Russian oil deliveries to the Czech Republic through the Druzhba pipeline have again fallen below their normal level. The pipeline’s Czech operator insists, however, that similar shortfalls have occured in the past. Russian oil deliveries fell considerably in July after the Czech Republic signed a bilateral agreement with the United States, giving the green light to a US radar base on Czech soil. Moscow was firmly opposed to the agreement, but insisted that the coinciding shortfall in oil deliveries was unrelated to the treaty’s signing. After a period of returning to normal, oil deliveries through the Druzhba pipeline have again fallen to below average. A spokesperson for MERO, the Czech firm operating the pipeline, said that the current shortfall ‘could not be labeled as extraordinary’.
The Czech Republic’s current account stood 27 billion crowns (1.67 billion USD) in deficit at the end of June, the Czech National Bank announced on Tuesday. At the end of May, the current account deficit stood at 11.7 billion crowns. Both trade and services posted a surplus in June, but the deficit in income was a massive 53.4 billion crowns.
Also on Tuesday, the national bank said that it expects less than a fifth of the Czech Republic’s 50 heller pieces to be returned by August 31, when the coin is withdrawn from circulation. There are currently 427 million of the coins in use in the Czech Republic. The coin is being withdrawn because of a fall in its value – it is now worth around 3 US cents.

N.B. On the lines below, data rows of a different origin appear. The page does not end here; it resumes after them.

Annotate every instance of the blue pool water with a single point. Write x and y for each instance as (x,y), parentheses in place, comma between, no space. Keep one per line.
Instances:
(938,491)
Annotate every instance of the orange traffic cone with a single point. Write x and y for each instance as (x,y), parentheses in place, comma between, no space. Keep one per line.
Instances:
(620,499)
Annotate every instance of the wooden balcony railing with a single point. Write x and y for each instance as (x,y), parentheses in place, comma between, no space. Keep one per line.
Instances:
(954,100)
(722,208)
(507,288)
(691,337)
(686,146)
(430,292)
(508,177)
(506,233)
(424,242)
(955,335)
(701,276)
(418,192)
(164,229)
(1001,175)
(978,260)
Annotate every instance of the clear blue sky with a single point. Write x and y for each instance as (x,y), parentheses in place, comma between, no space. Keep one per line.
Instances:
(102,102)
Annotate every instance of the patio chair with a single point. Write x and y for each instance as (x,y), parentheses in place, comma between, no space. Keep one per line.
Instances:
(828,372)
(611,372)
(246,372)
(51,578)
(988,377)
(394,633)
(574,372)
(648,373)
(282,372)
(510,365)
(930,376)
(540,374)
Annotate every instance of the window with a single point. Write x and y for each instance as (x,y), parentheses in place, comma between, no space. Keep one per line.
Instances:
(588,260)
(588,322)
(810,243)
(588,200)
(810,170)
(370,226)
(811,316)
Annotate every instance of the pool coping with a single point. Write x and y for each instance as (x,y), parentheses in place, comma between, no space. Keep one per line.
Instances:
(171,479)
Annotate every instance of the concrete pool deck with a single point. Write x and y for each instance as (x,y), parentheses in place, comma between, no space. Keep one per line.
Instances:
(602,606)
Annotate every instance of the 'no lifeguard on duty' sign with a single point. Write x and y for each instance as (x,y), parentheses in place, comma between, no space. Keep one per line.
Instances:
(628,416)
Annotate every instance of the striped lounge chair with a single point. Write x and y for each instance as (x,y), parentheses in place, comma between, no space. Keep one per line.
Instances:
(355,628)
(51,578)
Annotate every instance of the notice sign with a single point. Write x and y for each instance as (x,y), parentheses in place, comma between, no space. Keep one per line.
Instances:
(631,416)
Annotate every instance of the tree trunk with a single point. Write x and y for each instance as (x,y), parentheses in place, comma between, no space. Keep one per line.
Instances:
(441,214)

The 20 crown banknote is also being withdrawn at the end of August this year.
Architect Jan Kaplický’s design for a new Czech National Library building may never be built on Prague’s Letná plain, but on Tuesday, the architect unveiled plans for a new concert hall in České Budějovice. The Antonín Dvořák Concert Hall is set to be one of the finest in the country, with acoustics similar to those of the Berliner Philharmonie, project managers said. Funds for the project are yet to be fully raised, but it is thought that construction could get underway by 2010. London-based Czech architect Jan Kaplický is currently most famous in the Czech Republic for his designs for a new National Library building, which have divided politicians, and which have been shelved amid controversy for the indefinite future.
Veteran Czech pentathlete Libor Capalini, a bronze medalist in the modern pentathlon at the 2004 Athens Games, has pulled out of the Beijing Olympics because of an Achilles tendon injury, his coach Jakub Kučera said on Tuesday. The thirty-five year old will be replaced in the event by Michal Michalík, who finished sixth in Athens. The pentathlon consists of shooting, fencing, swimming, showjumping and running. This year’s Olympic title is expected to be a battle between Russia’s Ilya Frolov, Czech David Svoboda and Igor Lapo of Belarus.
The Czech Constitutional Court will reopen the case against Ludmila Brožová-Polednová, a former prosecutor who took part in the 1950s communist show trial of Milada Horáková. The court has dismissed a complaint by Mrs Brožová-Polednová, now aged 86, against the continuation of her trial. The High Court in Prague in February halted the prosecution, but the Supreme Court has cancelled the verdict and ordered new proceedings, which are scheduled to start in September. Milada Horáková, a lawyer and politician, is the only woman to have been executed during Czechoslovakia's 1950s show trials.